La cause profonde de la plupart des échecs de projets d’apprentissage automatique est le manque de planification rigoureuse du déploiement – c’est-à-dire une planification du changement opérationnel que l’intégration d’un modèle prédictif impliquerait. Puisque l’on considère les projets d’apprentissage automatique comme des projets techniques impliquant des calculs avancés, il est supposé que le projet technique délivrera de la valeur. C’est une grave erreur.
La valeur n’est capturée qu’en *changeant* – et donc en améliorant – les opérations à grande échelle, en se laissant guider par les prédictions fournies par un modèle d’apprentissage automatique.
Avez-vous une vision à contre-courant de l’engouement démesuré autour de l’intelligence artificielle et pourquoi si peu de gens demandent – ou mesurent – le véritable niveau de performance de la technologie IA ?
Ce sont deux choses différentes. Concernant l’engouement, le discours populaire veut que nous nous dirigions vers l’AGI. C’est un mythe. C’est le roman que Mary Shelley aurait écrit si elle avait connu les algorithmes.
Quant à la question de savoir pourquoi nous ne mesurons pas à quel point l’IA est *bonne* – c’est-à-dire ses performances quantitatives et la valeur business qu’elle peut apporter selon la manière dont elle est déployée – l’attention n’est pas portée au bon endroit.
Comment les organisations utilisent-elles activement le ML pour dynamiser leurs opérations et créer un avantage concurrentiel dans de nombreux secteurs ?
Le ML innove de manière simple, bien que profondément perturbatrice. Ne laissez pas l’éclat de cette technologie clinquante vous faire oublier la simplicité de sa mission fondamentale : pour la plupart des applications professionnelles, l’objectif du ML est de fournir des prédictions exploitables — c’est pourquoi on l’appelle aussi parfois analytique prédictive ou IA prédictive.

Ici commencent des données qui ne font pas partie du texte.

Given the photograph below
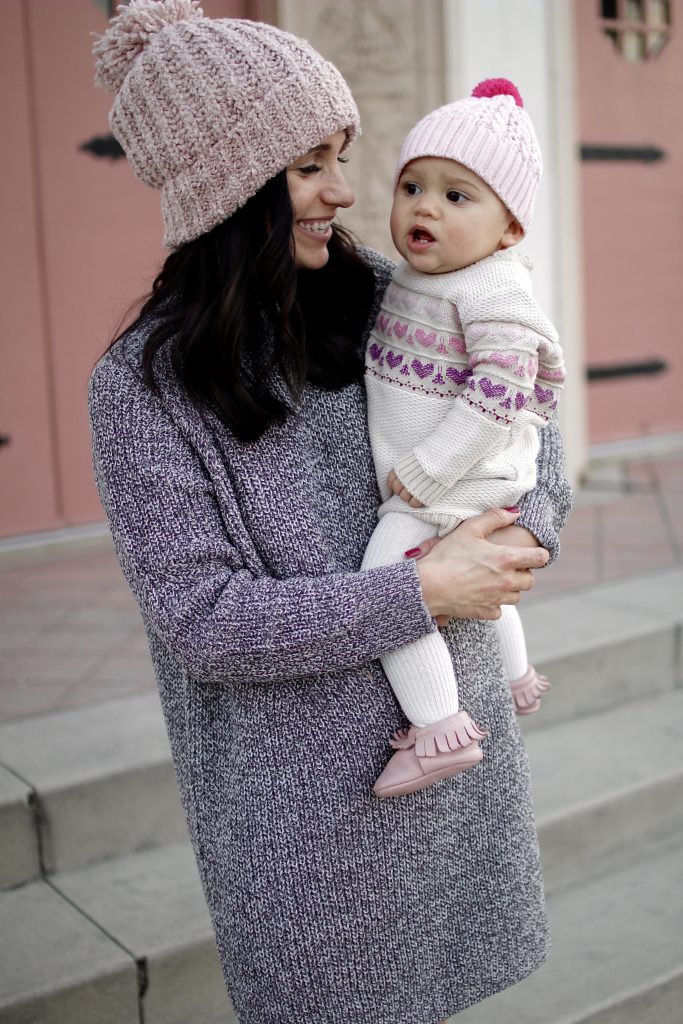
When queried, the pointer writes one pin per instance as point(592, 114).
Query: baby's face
point(444, 217)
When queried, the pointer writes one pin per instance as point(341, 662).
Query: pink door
point(81, 240)
point(630, 55)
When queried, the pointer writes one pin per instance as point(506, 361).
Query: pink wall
point(27, 465)
point(633, 228)
point(81, 240)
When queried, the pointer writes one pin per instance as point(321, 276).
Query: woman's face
point(317, 188)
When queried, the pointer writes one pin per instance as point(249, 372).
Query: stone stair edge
point(619, 935)
point(598, 899)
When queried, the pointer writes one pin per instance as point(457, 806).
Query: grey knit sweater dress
point(329, 906)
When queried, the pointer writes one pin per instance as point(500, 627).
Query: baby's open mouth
point(419, 235)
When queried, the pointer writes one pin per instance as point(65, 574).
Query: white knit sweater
point(461, 369)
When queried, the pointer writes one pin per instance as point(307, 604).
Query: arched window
point(638, 29)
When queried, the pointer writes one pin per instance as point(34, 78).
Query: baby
point(462, 368)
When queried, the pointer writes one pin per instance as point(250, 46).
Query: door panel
point(633, 226)
point(28, 482)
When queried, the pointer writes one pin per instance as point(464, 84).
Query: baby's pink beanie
point(208, 110)
point(491, 133)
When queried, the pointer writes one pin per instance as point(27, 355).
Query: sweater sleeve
point(223, 622)
point(503, 356)
point(546, 509)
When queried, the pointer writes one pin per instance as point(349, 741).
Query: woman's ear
point(513, 233)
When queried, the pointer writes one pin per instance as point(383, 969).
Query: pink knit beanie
point(491, 133)
point(208, 110)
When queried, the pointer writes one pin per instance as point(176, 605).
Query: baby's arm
point(503, 365)
point(504, 358)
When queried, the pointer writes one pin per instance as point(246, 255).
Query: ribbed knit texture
point(209, 110)
point(421, 674)
point(492, 135)
point(329, 904)
point(461, 369)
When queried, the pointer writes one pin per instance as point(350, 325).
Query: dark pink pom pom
point(497, 87)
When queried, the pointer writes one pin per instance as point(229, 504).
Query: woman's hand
point(467, 576)
point(403, 493)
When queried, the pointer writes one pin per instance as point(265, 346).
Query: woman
point(232, 461)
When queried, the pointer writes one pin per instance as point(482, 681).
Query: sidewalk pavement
point(71, 633)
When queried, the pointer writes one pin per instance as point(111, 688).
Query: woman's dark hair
point(232, 307)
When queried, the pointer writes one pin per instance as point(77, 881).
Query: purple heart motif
point(551, 375)
point(492, 390)
point(458, 376)
point(543, 394)
point(503, 360)
point(423, 338)
point(423, 369)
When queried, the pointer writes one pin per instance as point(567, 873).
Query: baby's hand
point(403, 494)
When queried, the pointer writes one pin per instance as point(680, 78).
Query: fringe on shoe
point(447, 734)
point(527, 691)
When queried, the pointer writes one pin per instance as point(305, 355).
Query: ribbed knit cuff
point(413, 476)
point(546, 509)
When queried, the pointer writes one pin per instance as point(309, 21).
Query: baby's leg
point(526, 685)
point(421, 674)
point(513, 644)
point(441, 741)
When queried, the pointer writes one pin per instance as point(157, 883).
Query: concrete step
point(99, 781)
point(606, 788)
point(19, 860)
point(616, 958)
point(606, 645)
point(113, 943)
point(136, 929)
point(57, 967)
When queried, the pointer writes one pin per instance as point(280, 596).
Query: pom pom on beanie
point(492, 134)
point(209, 110)
point(131, 30)
point(497, 87)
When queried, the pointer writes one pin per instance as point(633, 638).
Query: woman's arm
point(547, 508)
point(223, 622)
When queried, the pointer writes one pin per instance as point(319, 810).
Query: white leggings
point(421, 674)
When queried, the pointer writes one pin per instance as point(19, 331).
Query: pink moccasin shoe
point(527, 691)
point(430, 754)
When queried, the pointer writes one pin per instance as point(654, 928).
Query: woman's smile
point(317, 188)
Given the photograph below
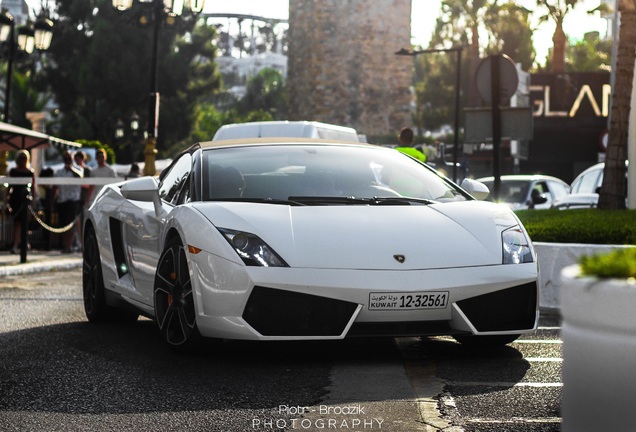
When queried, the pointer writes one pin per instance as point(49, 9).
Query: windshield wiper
point(326, 200)
point(352, 200)
point(262, 200)
point(401, 200)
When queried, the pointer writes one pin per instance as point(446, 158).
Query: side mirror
point(477, 189)
point(145, 189)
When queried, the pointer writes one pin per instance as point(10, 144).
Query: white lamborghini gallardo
point(281, 239)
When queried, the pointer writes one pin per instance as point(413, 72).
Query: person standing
point(134, 172)
point(102, 169)
point(85, 196)
point(20, 196)
point(406, 137)
point(67, 198)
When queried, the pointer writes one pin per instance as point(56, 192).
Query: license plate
point(408, 300)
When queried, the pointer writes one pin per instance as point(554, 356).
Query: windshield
point(302, 173)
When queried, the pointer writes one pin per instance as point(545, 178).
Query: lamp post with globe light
point(30, 37)
point(458, 73)
point(159, 11)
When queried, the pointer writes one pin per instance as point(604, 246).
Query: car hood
point(372, 237)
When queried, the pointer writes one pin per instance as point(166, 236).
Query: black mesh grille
point(412, 328)
point(274, 312)
point(509, 309)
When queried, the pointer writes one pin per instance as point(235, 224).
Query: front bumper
point(238, 302)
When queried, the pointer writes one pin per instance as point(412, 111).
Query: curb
point(42, 266)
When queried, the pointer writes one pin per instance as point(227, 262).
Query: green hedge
point(590, 226)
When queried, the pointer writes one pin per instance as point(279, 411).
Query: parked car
point(584, 189)
point(523, 192)
point(283, 239)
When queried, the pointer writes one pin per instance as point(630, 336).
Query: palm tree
point(557, 11)
point(468, 15)
point(613, 190)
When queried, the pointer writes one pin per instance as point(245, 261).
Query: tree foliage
point(613, 189)
point(506, 28)
point(100, 69)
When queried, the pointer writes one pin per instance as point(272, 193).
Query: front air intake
point(505, 310)
point(273, 312)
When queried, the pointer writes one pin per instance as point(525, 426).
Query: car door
point(142, 227)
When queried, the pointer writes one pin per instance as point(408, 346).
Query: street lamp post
point(161, 10)
point(458, 74)
point(30, 36)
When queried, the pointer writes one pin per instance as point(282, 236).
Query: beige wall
point(342, 67)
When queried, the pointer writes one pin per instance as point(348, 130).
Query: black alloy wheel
point(175, 312)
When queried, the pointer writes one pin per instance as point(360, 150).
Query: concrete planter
point(599, 353)
point(554, 257)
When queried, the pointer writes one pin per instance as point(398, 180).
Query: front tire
point(175, 312)
point(93, 290)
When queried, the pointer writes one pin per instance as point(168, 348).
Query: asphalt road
point(60, 373)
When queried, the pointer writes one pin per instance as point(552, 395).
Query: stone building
point(342, 67)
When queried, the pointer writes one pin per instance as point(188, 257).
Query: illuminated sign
point(542, 107)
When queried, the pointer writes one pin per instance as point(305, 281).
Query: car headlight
point(516, 248)
point(252, 249)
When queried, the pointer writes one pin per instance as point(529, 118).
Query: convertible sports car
point(280, 239)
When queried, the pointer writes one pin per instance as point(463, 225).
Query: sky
point(423, 16)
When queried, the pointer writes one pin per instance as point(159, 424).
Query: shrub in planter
point(598, 305)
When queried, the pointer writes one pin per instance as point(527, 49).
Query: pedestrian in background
point(85, 197)
point(406, 137)
point(102, 169)
point(19, 196)
point(134, 172)
point(67, 198)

Bien qu’apprendre à partir des données pour générer un modèle prédictif mérite autant d’émerveillement que n’importe quel exploit scientifique ou technique, cette capacité se traduit par une valeur tangible de manière simple : le modèle produit des scores de prédiction, qui à leur tour alimentent des millions de décisions opérationnelles.
De cette manière, le ML lutte contre nos risques les plus importants — qu’il s’agisse des incendies de forêt, du changement climatique, des pandémies ou de la maltraitance infantile. Il stimule les ventes, réduit les coûts, prévient la fraude, rationalise la production industrielle et renforce la santé publique.